Monday, January 18, 2010

diary of a working angel - super drabble

1.
i woke up with no memory in a hospital bed, tucked in and wired up. a group of students approached my side. things were said that i didn't understand.

i fell asleep and when i woke i was outside. the wind chilled me to the bone and a man called for help from the edge of a cliff. without time to think, i reached over to lend him my strength.

what happened to me? i asked him, but he couldn't say. he just thanked me and watched as i walked away into the bogs. i seemed to me, to disappear.

2.
i woke up in a crowd of hysterical cries. a stampede of unfamiliar faces with very familiar expressions of fear all over their faces. so i ran until i saw her. a child, her legs mangled form a lifetime of injury. the chair beside her broken. so i lifted her small body. she was heavy for me, but the will to bring her with me, away from a danger i didn't know overruled the stinging in my arms.

though she couldn't understand, her mother still thanks the heavens for sending an angel to rescue her sick child from the wave.

3.
i must have looked like someone he knew because his eyes were set on me from the moment i appeared in the doorway to the night club. i wanted to leave, to figure out what had happened to me. have i died? this can't be heaven. i'm tired, starved.

before i could turn to leave, i felt his hand around my arm. gentle, but clammy.

"don't go yet" he shouted, competing with the dj.

"where am i?"

"heaven"

"what!?"

"club heaven"

"I’m leaving”

“can I come with you?”

we heard the ambulance just a few minutes later. 46 shot dead.


4.
i stood in a blood soaked field in the north. men screamed and i stood there. naked and crying like a child. the smell of death swirled up around me like a heavy fog. there was a clear-eyed man on the other side of the battle. he saw me and paused. he saw me and cried. men around him paused and stared at me, weeping. the fighting stopped, but the smell of death only thickened. and though i must be mystical, i felt the cold steel push its way through my back and my heart. the pain was so real.

5.
if i wasn't sure i'd died before, this time i knew. so when i woke again, i could do nothing by cry. the self-pity over came me.

yet in my sobs and fits of terror, i fulfilled another need.

a blue-haired old woman poked me with her cane outside the grocery store where i sat weeping on the sidewalk.

"get up, you're a disgrace," the granny blasphemed.

"i said, get up!" she stared me down and took me home, gave me food, drink, a place to sleep, and told me stories of the war and the boy she never married.


6.
reassured of my place, i woke up again. the frustration of unknowing buried beneath a sense of duty. what could it be this time? a subway train at Namba.

a boy across from me looked pale, down. "are you okay?" i asked in English.

he looked up, startled.

i asked, "you want to get a latte?"

on exchange from Texas, he just learned that his girlfriend committed suicide, and he didn't have enough money to fly home for the funeral.

he was trapped in Japan. i listened as he mourned. he thanked me and paid for my drink and left.


7.
i found an empty house in an empty field. i filled it with fresh food for whoever might come. cakes, pastas, salads, salsas, soups, breads, cookies, mouse, and hot drinks at the ready and the table set, waiting.

i heard them approaching, eight bright travelers. hardened by the mountains, they welcomed me and my feast with hugs and songs.

and though i could hear them singing, i spent that night in the woods of Siberia with a man detached from his group. the extra body heat kept him just a hand's length from death's grip.

he called me his angel.

8.
i shivered from the cold of the night to awake under the heat of the day. the sounds of swans protecting their ponds from playing dogs and the laughter of friends filled the air.

beneath all the joy that sounded there was a petite cry.

a little blond girl staggered from behind a tree.

"are you lost?" i asked her carefully.

she cried on, shaking her head up and down.

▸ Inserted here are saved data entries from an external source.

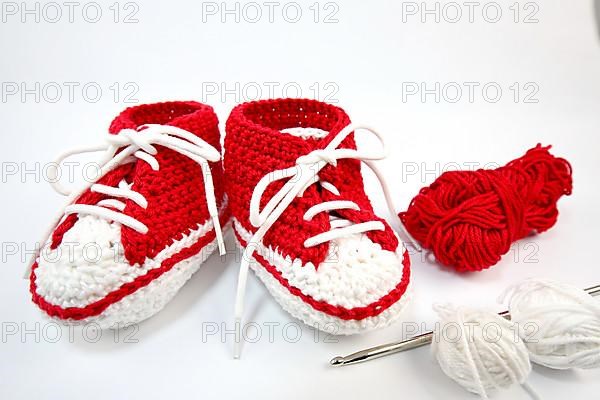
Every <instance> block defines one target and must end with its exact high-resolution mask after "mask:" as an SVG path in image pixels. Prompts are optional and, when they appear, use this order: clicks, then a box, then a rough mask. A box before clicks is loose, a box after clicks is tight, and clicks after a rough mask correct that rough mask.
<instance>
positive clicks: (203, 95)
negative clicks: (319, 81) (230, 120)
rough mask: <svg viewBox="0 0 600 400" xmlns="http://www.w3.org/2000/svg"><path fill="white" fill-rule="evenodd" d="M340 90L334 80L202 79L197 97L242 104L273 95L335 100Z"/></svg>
mask: <svg viewBox="0 0 600 400" xmlns="http://www.w3.org/2000/svg"><path fill="white" fill-rule="evenodd" d="M339 91H340V87H339V85H338V84H337V83H336V82H309V83H306V82H293V81H288V82H276V81H269V82H266V81H263V82H203V83H202V87H201V97H200V98H201V101H202V102H204V103H211V102H215V101H219V102H221V103H226V102H228V101H229V102H234V103H242V102H247V101H254V100H260V99H275V98H311V99H316V100H320V101H324V102H326V103H338V101H339V98H338V96H339Z"/></svg>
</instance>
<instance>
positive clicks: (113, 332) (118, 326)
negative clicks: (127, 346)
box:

i took her hand and asked for her name.

we soon found her mother who thanked me with lunch and asked my advice on what to do about her boss.


9.
when i next woke, it was amidst the dying once again. beds filled with sad men, missing limbs and minds broken beyond repair.

i sat by the bed of a dying man in his military hospital bed. no one else seemed to have the time for him anymore.

his name was simon. he went to war to look after his brother. but his brother ended up looking after him.

he asked me if he was going crazy and laughed when i told him that i already had.

he too called me his angel, and thanked me for holding his hand.


10.
i took the bullet for a banker at an armed robbery. i convinced a waitress to serve a poor man his last meal without paying. i donated the pint of blood that saved a pregnant Somalia woman. i taught a young girl how to prepare a good cup of coffee to impress the British exchange student she liked. i made a man late for work on the day his office building was later hit by a terrorist in a plane. i answered the man when he asked me what numbers to play. but i never found out if he won.

2 comments:

matt at shadow of iris said...

This entry is very neat.

Drook said...

this just sounds amazing, and works well as a narrative, have you thought about expanding it?